2011). Indeed, this is why the ECBQ contains separable Fear (non-social) and Shyness (social) subdomains. In the present study, results were consistent if we used the ECBQ Shyness and Fear subdomains as a composite (Supplementary Material Section 7) or the Shyness domain alone (which presented greater developmental stability with infant Fear and a better model fit). Future work should examine whether social and non-social components of infant BI can be better dissociated with multiple methods (e.g., Dyson et al.
2011; Eggum et al.
2009) and whether these social and non-social components are differentially related to later anxiety and ASD from infancy (or whether this only emerges later in development).
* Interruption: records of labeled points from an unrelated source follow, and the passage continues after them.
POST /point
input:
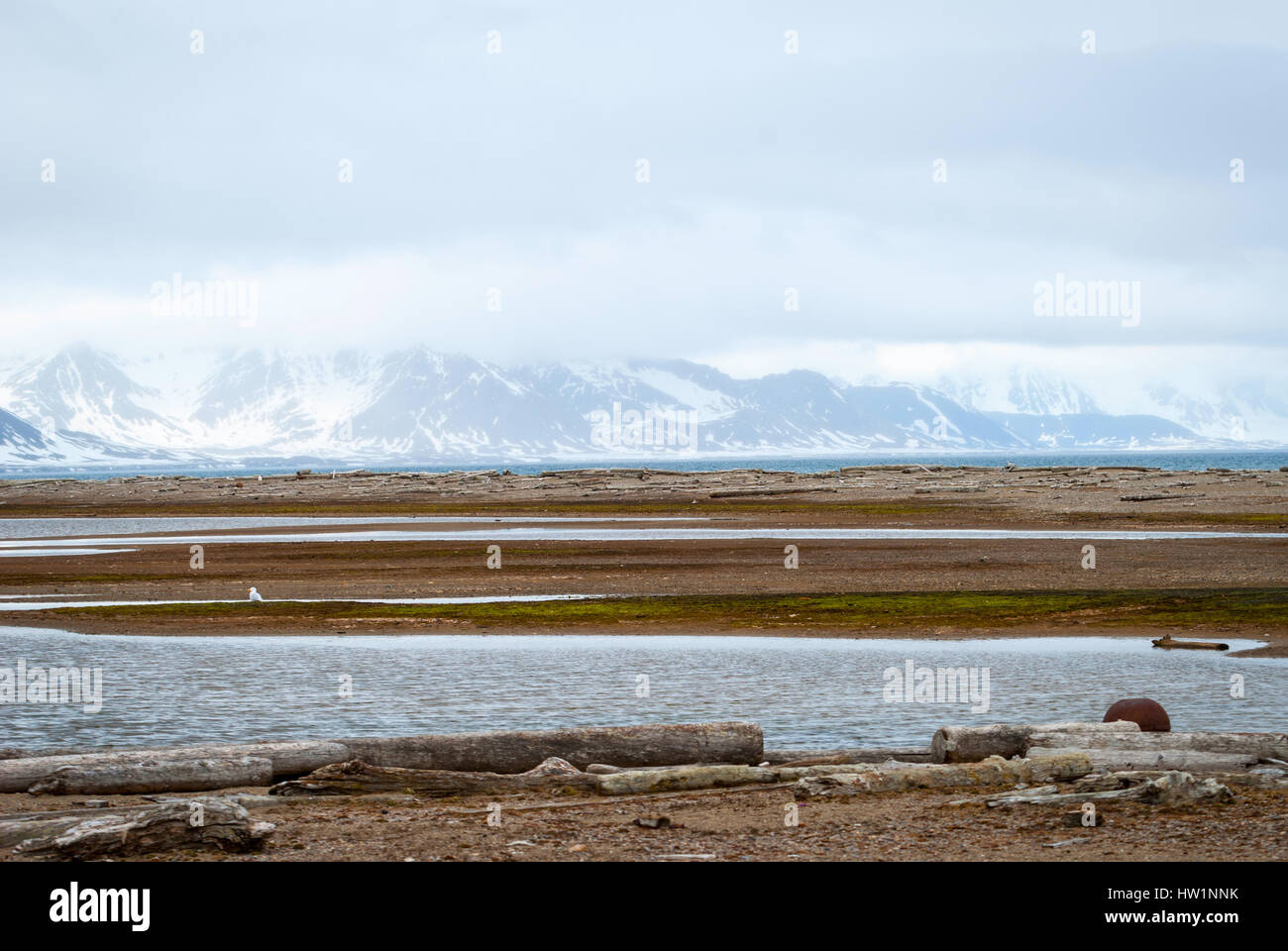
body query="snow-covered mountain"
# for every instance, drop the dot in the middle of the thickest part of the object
(86, 406)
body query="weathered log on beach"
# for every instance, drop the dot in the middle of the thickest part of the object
(171, 775)
(1119, 761)
(179, 825)
(357, 779)
(864, 754)
(1172, 645)
(286, 759)
(675, 780)
(515, 752)
(993, 771)
(1262, 745)
(973, 744)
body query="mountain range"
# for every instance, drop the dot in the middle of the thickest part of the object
(85, 406)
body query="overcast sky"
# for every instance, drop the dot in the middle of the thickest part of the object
(768, 170)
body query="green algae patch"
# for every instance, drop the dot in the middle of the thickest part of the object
(851, 611)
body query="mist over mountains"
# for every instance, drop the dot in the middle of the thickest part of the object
(86, 406)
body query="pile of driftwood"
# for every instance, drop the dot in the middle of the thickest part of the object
(1106, 761)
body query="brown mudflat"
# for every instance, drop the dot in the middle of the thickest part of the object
(737, 570)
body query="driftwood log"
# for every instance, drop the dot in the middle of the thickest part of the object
(150, 775)
(1120, 761)
(1170, 789)
(867, 754)
(215, 825)
(1261, 745)
(136, 771)
(357, 779)
(993, 771)
(222, 766)
(515, 752)
(974, 744)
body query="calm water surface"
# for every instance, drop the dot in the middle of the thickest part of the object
(810, 692)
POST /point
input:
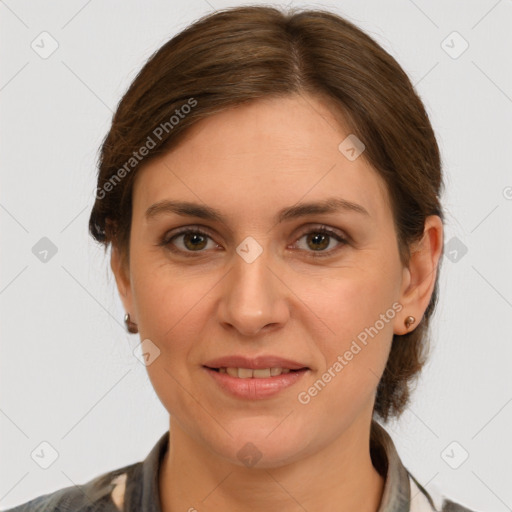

Lastly, employing a single method approach may increase the possibility of yielding results that are specific to a single method or due to shared method variance between predictors and outcome. However, our observation that results were specific to BI and not sadness (extracted from the same questionnaire) mitigates this possibility. Further research should employ a multi-method approach encompassing both parent report and observational measurements to boost ecological validity.